Non-judicial punishment has historically been used as a tool by commanding officers and generals to handle a range of misconduct, from order violations, DUI, fraternization, to even low-level sex crimes. It is rarely offered to resolve accusations of serious crimes, such as high-dollar fraud, rape, and aggravated assault.
As the accused or suspect, you have the right to know non-judicial punishment is being offered, be provided paperwork, which includes a description of your offense, and rights advisement. Unfortunately, many service members do not read or consider those rights being offered to them before they decide to accept. As the accused, you have the ultimate right to seek legal counsel before making the decision to accept or refuse NJP.
Should Accept or refuse?
There are many factors that go into this decision, such as how much time and grade does the service member have, the amount or quality of evidence, risk of courts-martial punishment, the severity of charges, whether there is more misconduct that has not been discovered by command, prior service, amount of deployments, EAS, collateral administrative consequences, is there mitigating or extenuating circumstances, pleading guilty or not.

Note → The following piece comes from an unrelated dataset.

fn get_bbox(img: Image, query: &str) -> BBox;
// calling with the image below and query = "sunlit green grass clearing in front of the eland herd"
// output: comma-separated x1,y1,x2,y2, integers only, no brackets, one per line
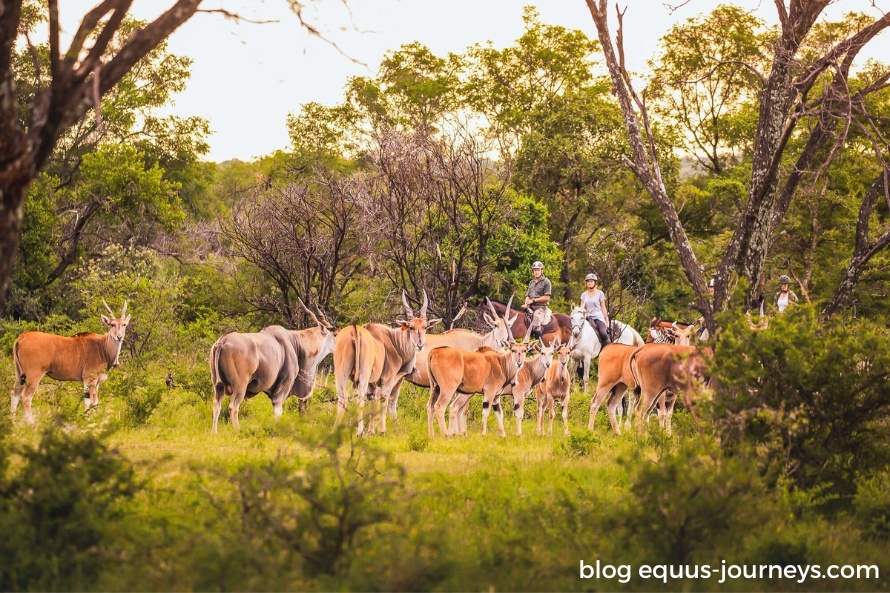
0,360,887,590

However, the most important question you must first ask is: can I plead guilty to something I know I did not do? Whether you accept NJP or not is, largely, going to depending on this answer.
While NJP appears to often be a “safer” option for servicemen and women – and, it usually is – the fact is, it also strips away all of your Constitutional rights as the accused. For instance, the accused at NJP does not have a defense attorney, there are no Military Rules of Evidence, often the accused is not provided an opportunity to put on evidence in his defense. In these cases there is also a lower standard of proof—as guilt is determined by a preponderance of the evidence.
Bottom line is that, with few exceptions, the service member who accepts NJP will be found guilty of the charged misconduct regardless of what he states as his defense. Thus, the accused who accepts NJP, with the intent of later contesting the charges is usually a very bad strategy.
To combat this imbalance—which can result in forfeiture of pay and/or loss of liberty for up to sixty days—the accused may opt for a military lawyer who can help.
By abiding in the court-martial system, an accused party has the opportunity to gather the full amount of evidence through discovery, maintain his innocence, and have a professional legal voice behind them that can tell their side of the story. This gives you the opportunity to fight allegations and charges, that otherwise would be much more likely to be handed down by a commanding officer or general at NJP.